Yepez would email agencies of the likes of Orlando and Guido to see if she could assist them. In order to work with celebrities, Yepez says it's essential to assist artists like these. You also have to set yourself apart and make sure you know how to do everything to cement your value to that artist. To set herself apart, Yepez learned to become great at cutting, for example, because she noticed that a lot of people freelancing didn't know to to cut hair.
"If you don't know how to do black girl hair, know how to do black girl hair, watch a YouTube video, go to a salon, ask your girlfriend, whatever," Yepez says. "Learn how to do everything possible. That way when you do have the opportunity [to assist] and if you say you don't know how to do it, you're gonna lose your client."

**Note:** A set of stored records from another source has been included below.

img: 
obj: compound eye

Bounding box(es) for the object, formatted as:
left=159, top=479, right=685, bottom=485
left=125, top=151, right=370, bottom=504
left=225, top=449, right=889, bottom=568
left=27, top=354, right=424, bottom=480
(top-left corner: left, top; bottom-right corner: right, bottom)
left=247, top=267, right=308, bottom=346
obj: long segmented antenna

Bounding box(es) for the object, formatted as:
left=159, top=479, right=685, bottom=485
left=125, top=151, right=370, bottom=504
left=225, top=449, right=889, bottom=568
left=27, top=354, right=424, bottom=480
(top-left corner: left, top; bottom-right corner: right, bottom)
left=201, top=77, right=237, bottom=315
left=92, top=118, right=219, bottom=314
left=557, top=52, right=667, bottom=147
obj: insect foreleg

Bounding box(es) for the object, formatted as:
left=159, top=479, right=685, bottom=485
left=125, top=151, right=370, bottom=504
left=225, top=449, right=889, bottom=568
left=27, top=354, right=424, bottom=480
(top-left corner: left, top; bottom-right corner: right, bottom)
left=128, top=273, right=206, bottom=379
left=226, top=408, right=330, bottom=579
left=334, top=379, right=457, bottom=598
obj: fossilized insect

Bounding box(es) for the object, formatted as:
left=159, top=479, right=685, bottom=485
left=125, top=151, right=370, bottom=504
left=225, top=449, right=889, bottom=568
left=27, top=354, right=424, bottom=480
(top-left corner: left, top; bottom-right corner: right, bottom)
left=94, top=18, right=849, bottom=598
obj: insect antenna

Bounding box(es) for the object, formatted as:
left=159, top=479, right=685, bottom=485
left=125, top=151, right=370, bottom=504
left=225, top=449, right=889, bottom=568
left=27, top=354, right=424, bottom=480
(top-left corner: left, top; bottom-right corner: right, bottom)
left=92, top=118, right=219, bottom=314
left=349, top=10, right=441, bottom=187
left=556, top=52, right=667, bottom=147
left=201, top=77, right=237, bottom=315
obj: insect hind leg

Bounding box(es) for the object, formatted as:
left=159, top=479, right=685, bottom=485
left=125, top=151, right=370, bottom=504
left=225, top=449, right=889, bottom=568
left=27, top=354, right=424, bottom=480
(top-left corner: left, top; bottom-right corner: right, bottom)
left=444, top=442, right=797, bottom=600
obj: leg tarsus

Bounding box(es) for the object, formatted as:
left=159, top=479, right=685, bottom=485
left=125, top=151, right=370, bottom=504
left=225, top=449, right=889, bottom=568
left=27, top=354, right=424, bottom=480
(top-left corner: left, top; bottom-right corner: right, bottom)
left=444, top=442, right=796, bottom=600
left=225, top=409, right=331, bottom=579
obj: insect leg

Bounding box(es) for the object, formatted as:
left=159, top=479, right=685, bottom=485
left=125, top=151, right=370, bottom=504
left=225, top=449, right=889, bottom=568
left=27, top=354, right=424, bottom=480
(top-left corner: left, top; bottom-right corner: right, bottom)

Also when working with celebrities, she says etiquette is key: Don't ask for photos. Be conscious of what you say around people, how you dress, how you look. And if you have an assistant, make sure they follow the same etiquette.
"You always have to be conscious of how you look," Yepez says. "You don't want to look too pretty sometimes. If I'm with Bella [Hadid], I wear a crop top or shorts. It just depends on who I'm around. There's just certain people that you have to be conscious if it's your first time working with them. You don't want to be like you're the star; you want be behind the scenes...A celebrity wants to feel they can trust you, they can be themselves around you."
Yepez advises that if you want to work with celebrities, beyond doing the research and preparation, you have to put yourself out there. Now, she says she's traveling more than half of the year. She says if you're willing to travel, you will have so many more opportunities.
Each year during the Cannes Film Festival, for example, she flies herself there and gets her own place to stay. That way, if a client needs here, she is ready and available.
"So I would let Emily know that I already happen to be in Cannes, so she said, 'Okay, can you come with me South of France,' and then we went to Paris," Yepez says. "You have to make yourself available sometimes."
And the press and recognition of your work that comes from that? Yepez says it makes that small expense more than worth it.